Eye News Desk
British Pakistani TikToker, mother jailed for life
TikTok influencer Mahek Bukhari and her mother Ansareen Bukhari were sentenced to life in prison by a UK court over the double murder of two men in a deliberate fatal crash in Leicestershire.
Ms Mahek, 24, was sentenced to life with a minimum prison term of 31 years and eight months. Her mother Ms Ansareen was jailed for life and given a minimum term of 26 years and nine months.
The crash unfolded last year near Leicester, killing Saqib Hussain and Hashim Ijazuddin, both 21. Inquiries showed Mr Hussain had been in a relationship with Ms Ansareen for three years. After Ansareen Bukhari tried to end the affair, Mr Hussain made threats to expose the relationship to her husband and share her videos.

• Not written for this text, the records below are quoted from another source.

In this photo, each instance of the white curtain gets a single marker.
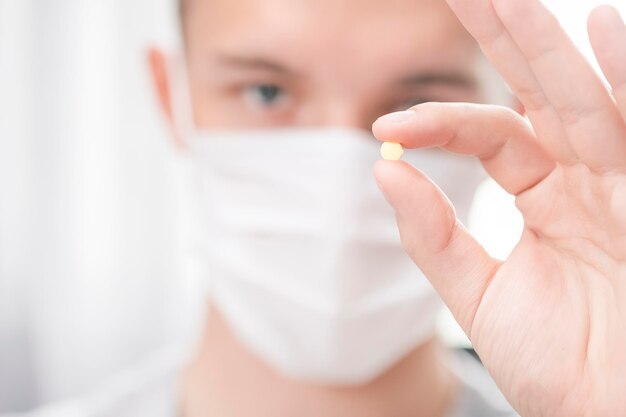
(87, 211)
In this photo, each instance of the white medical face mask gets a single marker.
(302, 252)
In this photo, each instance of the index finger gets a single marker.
(498, 136)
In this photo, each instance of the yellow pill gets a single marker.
(391, 151)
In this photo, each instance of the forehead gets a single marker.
(341, 31)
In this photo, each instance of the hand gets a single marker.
(549, 322)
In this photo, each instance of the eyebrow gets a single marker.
(255, 63)
(453, 79)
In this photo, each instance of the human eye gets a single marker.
(265, 95)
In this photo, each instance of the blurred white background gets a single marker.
(87, 203)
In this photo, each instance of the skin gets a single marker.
(550, 321)
(330, 63)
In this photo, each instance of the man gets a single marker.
(548, 323)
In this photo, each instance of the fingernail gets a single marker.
(397, 117)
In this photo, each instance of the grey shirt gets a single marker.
(149, 390)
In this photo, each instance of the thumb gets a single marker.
(453, 261)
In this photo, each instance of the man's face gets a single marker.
(270, 63)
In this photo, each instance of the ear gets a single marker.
(158, 70)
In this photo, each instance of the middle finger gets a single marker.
(588, 114)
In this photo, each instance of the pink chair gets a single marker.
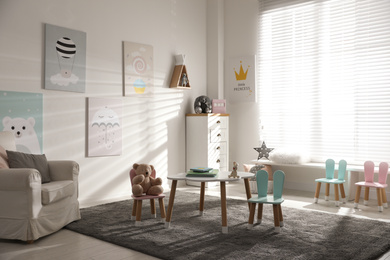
(137, 206)
(369, 183)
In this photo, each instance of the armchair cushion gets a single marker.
(56, 190)
(3, 158)
(35, 161)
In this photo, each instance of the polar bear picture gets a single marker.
(26, 138)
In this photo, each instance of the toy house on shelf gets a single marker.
(180, 75)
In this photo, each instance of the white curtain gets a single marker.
(323, 70)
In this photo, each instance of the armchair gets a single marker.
(29, 209)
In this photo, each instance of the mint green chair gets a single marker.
(276, 199)
(339, 182)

Ms Ansreen offered to pay back money which Mr Hussain had spent during the relationship and it was arranged for Mr Hussain to meet with Ms Ansreen and her daughter.

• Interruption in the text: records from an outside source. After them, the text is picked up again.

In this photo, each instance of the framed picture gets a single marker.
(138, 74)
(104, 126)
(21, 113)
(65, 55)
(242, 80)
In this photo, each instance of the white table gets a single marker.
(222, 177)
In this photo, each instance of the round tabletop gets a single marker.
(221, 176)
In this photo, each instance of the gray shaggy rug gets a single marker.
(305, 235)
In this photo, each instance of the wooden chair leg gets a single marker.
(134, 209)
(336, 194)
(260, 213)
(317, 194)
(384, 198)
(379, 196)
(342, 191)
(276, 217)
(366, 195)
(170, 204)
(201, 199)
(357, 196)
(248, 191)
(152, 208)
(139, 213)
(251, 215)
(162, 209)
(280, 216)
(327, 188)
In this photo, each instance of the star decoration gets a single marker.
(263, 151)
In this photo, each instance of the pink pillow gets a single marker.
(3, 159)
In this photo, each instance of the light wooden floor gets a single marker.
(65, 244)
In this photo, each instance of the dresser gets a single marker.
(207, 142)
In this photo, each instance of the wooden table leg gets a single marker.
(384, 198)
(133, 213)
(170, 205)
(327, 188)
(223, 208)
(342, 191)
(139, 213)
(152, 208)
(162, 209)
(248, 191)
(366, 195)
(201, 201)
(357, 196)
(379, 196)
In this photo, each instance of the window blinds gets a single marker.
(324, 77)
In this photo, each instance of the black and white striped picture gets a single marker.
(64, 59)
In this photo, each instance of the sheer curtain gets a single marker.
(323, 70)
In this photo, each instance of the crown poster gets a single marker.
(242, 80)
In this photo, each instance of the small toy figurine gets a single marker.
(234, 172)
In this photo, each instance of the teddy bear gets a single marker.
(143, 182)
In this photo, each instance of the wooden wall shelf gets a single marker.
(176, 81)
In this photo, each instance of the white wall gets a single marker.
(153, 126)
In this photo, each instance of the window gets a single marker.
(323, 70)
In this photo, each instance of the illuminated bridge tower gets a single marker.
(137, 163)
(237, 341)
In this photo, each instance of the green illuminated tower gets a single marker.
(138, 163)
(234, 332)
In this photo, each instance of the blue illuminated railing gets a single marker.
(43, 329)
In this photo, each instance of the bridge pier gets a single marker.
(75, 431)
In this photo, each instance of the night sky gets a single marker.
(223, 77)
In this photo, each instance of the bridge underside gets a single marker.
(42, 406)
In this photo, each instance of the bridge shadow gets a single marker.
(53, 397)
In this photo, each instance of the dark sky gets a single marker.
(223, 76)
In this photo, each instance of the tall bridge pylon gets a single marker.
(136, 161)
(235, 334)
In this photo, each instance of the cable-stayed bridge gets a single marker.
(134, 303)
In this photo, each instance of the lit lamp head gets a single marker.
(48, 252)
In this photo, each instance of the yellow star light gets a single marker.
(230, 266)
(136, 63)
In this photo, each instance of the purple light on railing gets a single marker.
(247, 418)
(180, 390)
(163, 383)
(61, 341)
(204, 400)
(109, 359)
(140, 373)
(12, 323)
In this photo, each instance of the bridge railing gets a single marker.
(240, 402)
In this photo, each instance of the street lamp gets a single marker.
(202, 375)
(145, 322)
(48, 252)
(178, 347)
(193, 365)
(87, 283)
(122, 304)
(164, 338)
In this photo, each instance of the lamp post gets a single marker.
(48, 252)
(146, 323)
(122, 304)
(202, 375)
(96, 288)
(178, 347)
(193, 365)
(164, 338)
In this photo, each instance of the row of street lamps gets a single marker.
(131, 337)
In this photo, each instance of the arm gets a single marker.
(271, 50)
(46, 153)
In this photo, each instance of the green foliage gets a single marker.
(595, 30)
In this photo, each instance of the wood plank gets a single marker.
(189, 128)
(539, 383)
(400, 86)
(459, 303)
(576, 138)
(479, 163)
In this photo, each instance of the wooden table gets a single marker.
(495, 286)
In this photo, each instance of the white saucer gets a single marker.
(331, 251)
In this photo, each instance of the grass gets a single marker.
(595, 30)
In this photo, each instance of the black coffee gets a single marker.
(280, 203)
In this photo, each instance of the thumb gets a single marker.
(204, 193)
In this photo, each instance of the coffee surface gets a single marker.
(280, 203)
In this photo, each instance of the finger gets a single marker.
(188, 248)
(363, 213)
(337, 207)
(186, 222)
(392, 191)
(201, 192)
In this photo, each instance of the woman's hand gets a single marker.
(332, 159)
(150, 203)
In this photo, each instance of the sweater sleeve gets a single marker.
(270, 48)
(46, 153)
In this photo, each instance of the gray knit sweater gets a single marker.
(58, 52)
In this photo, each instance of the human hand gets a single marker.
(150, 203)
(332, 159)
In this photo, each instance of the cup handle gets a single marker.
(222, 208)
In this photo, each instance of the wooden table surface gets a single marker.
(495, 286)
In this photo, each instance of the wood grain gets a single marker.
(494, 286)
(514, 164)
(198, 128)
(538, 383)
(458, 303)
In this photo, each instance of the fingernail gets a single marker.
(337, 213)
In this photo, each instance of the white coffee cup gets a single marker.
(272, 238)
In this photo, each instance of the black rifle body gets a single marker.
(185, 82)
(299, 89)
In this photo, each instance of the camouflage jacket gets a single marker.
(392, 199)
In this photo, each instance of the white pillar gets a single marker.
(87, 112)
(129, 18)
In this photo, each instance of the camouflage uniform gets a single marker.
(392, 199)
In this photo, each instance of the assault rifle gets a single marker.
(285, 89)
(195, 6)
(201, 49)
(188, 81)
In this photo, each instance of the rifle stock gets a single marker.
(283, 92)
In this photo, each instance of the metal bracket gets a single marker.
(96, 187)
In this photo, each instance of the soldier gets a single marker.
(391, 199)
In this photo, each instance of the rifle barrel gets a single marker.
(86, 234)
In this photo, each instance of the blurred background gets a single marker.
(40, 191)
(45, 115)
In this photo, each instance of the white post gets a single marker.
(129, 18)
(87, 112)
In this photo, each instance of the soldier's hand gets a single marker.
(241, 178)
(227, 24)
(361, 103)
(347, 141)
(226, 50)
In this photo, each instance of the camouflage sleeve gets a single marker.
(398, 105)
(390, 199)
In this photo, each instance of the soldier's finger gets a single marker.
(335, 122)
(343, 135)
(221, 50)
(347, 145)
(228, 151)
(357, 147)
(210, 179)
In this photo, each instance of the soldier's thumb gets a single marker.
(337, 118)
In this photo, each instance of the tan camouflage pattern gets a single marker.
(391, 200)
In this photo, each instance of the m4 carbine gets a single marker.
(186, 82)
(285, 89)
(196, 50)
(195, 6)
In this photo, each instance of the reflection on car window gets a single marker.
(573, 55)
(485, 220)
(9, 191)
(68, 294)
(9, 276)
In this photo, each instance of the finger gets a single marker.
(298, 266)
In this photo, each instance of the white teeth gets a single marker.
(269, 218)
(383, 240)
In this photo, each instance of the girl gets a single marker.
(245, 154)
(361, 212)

Ms Ansareen and Mahek Bukhari arrived at the arranged meet-up in a Tesco car park in Hamilton, Leicester, along with six other people. Mr Hussain then arrived at the car park in his car which was being driven by his friend Mr Ijazuddin. The impact of the collision caused Mr Hussain’s car to split into two and its engine to detach from the body. Police said both victims died immediately from multiple injuries, prior to a fire taking hold.
Inspector Mark Parish said: “This was a callous and cold-blooded attack which ultimately cost two men their lives.” Judge Timothy Spencer KC said: “The prosecution categorised this as a story of love, obsession and extortion and they are right. They were also right in categorising this case as one of cold-blooded murder.”
“Your tawdry fame through your career as an influencer has made you entirely self-obsessed,” the judge told Ms Mahek. He said her “warped values” had led to her having “no apparent awareness” of the impact her actions had on others. Ms Mahek blew a kiss to her father, who was present in court, as she was taken from the dock to start her jail sentence.
To Ms Ansareen, the judge said her head had been turned by the “perceived glamour” of her daughter’s career, with her often appearing in posts online and attending promotions and shisha bar openings. He told her: “You are the grown-up in this group and you should have behaved as the grown-up but you allowed your understandable concern about exposure to strip you of any rational judgement.”
The judge cited two key WhatsApp messages from Ms Mahek. One said: “I’ll soon get him jumped by guys and he won’t know what day it is... I’ll make sure he gets jumped, he won’t know who did it and how.”
Earlier that day, the court heard statements from the victims’ families. Sikandar Hayat, the father of Mr Ijazuddin, said his son had been “innocent”. He said he could not understand why the defendants did not call emergency services after the crash. “They left him and his friend to burn in a furnace of hell,” he said.